Laurent: I am interested in understanding the drivers behind the choice to have the IDP verify the credential rather than defining a fully verifiable credential outside the IDP.

Martin: We did a survey of technologies early in this process and determined there was no commonality among these things.
... we needed generation and verification of assertions
... whether these technologies did that was uncertain
... our approach of "providing code" enabled the impedance mismatch
... took away need to agree on algorithms etc.
... boiled down to "please create an assertion" and "is this assertion valid"

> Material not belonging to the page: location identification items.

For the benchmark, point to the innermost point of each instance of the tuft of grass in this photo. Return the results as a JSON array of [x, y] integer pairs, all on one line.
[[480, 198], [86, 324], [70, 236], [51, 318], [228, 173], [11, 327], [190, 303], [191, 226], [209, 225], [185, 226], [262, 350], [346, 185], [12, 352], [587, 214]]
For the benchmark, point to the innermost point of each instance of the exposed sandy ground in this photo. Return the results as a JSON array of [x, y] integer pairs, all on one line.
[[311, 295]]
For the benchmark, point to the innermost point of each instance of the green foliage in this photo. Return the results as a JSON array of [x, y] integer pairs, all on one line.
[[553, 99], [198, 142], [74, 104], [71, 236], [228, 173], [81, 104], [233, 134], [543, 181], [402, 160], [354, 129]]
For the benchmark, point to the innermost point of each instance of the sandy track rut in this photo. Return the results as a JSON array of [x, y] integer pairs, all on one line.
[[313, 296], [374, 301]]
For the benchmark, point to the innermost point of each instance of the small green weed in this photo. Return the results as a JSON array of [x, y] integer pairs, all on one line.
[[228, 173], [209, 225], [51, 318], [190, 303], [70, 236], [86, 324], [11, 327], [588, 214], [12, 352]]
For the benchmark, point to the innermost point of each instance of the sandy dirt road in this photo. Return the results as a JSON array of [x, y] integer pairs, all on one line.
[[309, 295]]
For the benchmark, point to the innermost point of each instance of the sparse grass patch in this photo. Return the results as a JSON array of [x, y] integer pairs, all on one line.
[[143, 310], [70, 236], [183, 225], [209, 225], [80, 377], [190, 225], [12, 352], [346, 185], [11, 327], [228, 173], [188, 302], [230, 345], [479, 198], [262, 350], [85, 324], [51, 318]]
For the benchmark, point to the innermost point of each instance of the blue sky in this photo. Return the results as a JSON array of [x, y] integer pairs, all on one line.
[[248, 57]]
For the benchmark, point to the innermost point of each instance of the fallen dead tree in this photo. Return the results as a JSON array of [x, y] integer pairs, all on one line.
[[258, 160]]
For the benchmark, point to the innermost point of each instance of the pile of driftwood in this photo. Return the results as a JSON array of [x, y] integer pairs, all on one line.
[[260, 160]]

rbarnes: If we want to support a lot of payment systems we will likely want to support something like this

DHM: I think at a high level people can adapt their systems to these 2 simple operations...it should also allow innovation due to flexibility
... if you support these two operations you can interop with webrtc

Martin: We discussed a proposal ... you can take the same interface to a sandbox and codify in an HTTP request..that's relatively straightforward
... the information that traverses that interface is relatively well-defined

jheuer: +1 to that kind of flexibility
... What did you not find specifically in openID connect or other solutions?

Martin: Commonality
... You duck a large number of interop issues by doing it this way

jheuer: So can you imagine a common credentialing / identity interface to use this context across different application fields?
... webrtc is not the only one that requires bi-lateral interaction?

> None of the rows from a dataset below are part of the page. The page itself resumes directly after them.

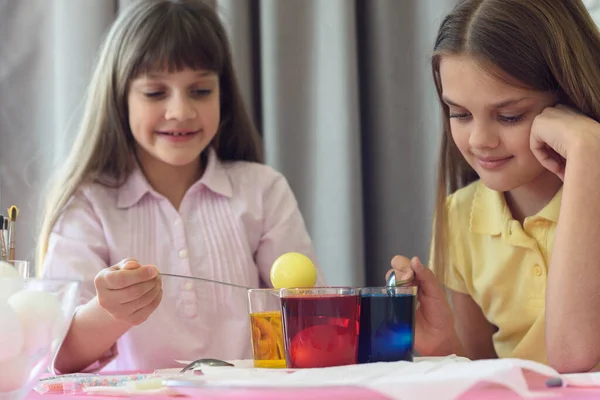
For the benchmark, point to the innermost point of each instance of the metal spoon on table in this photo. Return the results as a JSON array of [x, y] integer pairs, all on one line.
[[206, 362]]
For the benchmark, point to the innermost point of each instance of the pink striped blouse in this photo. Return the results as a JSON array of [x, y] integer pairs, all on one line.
[[231, 226]]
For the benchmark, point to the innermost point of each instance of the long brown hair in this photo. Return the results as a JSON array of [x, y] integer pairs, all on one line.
[[545, 45], [148, 35]]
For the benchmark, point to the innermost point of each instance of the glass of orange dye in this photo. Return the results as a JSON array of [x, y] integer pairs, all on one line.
[[266, 328]]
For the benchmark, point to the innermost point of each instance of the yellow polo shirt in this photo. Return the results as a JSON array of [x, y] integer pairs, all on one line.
[[503, 266]]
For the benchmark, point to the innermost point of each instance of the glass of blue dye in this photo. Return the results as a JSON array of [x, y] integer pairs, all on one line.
[[387, 324]]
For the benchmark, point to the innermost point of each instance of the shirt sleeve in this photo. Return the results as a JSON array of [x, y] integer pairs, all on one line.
[[77, 250], [453, 276], [456, 262], [284, 230]]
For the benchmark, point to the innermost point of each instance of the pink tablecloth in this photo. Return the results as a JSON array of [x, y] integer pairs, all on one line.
[[481, 392]]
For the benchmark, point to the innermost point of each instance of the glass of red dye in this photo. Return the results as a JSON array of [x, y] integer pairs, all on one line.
[[320, 326]]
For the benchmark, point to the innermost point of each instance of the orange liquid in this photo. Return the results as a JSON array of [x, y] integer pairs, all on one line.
[[267, 339]]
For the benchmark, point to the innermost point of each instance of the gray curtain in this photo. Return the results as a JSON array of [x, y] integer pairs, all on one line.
[[340, 89]]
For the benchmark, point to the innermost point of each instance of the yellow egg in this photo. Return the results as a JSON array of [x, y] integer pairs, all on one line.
[[293, 270]]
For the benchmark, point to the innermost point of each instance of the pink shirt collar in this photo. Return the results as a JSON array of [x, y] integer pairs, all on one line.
[[215, 178]]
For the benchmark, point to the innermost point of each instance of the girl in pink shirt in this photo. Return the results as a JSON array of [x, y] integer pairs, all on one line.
[[165, 174]]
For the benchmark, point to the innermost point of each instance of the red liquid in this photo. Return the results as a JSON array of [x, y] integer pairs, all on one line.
[[320, 331]]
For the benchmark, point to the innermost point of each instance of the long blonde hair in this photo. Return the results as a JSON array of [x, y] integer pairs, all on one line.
[[149, 35], [545, 45]]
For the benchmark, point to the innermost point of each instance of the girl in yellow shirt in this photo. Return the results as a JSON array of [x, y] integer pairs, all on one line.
[[519, 86]]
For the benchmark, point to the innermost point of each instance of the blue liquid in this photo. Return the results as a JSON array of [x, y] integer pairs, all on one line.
[[386, 328]]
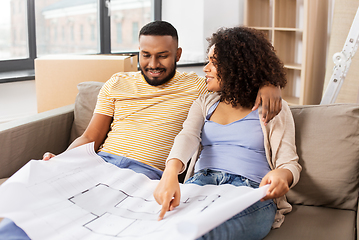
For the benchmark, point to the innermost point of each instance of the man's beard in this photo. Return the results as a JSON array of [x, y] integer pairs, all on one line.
[[155, 82]]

Martin: Yes, I think the pattern could apply to other domains.
... but we'd need to try a few times rather than forecast universality of the approach

EKR: Sounds more like FIDO to me

<Zakim> AdrianHB, you wanted to suggest this model may be useful for "hosting" a payment instrument however it doesn't deal with UI

AdrianHB: In a conversation with Richard this came up....part of this was applying this model as the way to get payment instruments

<dom> Identity Provider Interactions in WebRTC API

<dom> Provider Interactions in WebRTC API

Martin: as opposed to downloading code from an origin, you fetch code that performs payment instrument operations
... but no UI it seems. In our conversations, the conclusion was that sandbox would reject things since UI needs not met
... the least well tested part of the API is sending user to another site for interactions with user.

AdrianHB: So the standard is how to fetch execution logic.
... this may be a way to handle payment instruments in cases where there is no UI
... could have a URI where user interactions are required
... but where not, could specify something like a URI where you fetch code to execute

Martin: That particular cat can be sliced a number of ways

<Zakim> padler, you wanted to ask about assertions/assumptions that IDP can make about ID consumer execution environments

padler: Are there assertions or assumptions that Identity providers can make ...e..g., I need to enforce that both browsers implement something in a particular way?
... also, as we are looking at browser interactions, there are some interesting use cases around P2P payments

Martin: A lot of what this enables in WebRTC is effectively UA-to-UA communications
... one use is to create isolated media...I can send you things without site involvement (they can't see or change the media)
... exposing APIs to make information available within that context is relatively straightforward...you can add payment specific hooks if you need them

padler: I can imagine there would be identity providers for certain use cases in the payment space, where the community is a restricted subset.
... the origin has available all the information it would have on a regular page
... if you have users logged in you have all the context you would have...and that can be part of the sandbox when it's started up
... that information can be put into the sandbox
... that's where the next level of power comes from...you can't do this with declarative forms
... we thought that was pretty powerful

<Zakim> m4nu, you wanted to ask if you have an example of what this looks like (code / specs / etc.) and to ask if this is specific to WebRTC?

m4nu: One thing is the design pattern; another is the implementation in the WebRTC spec

Martin: It's more loosely coupled than you'd think

m4nu: If it's loosely coupled, many of the things you do there mirror many of the things we are doing in credentials CG and also the payment instruments we are talking about here.
... I noted that other groups are also thinking of doing the same thing (TAG discussion as I mentioned)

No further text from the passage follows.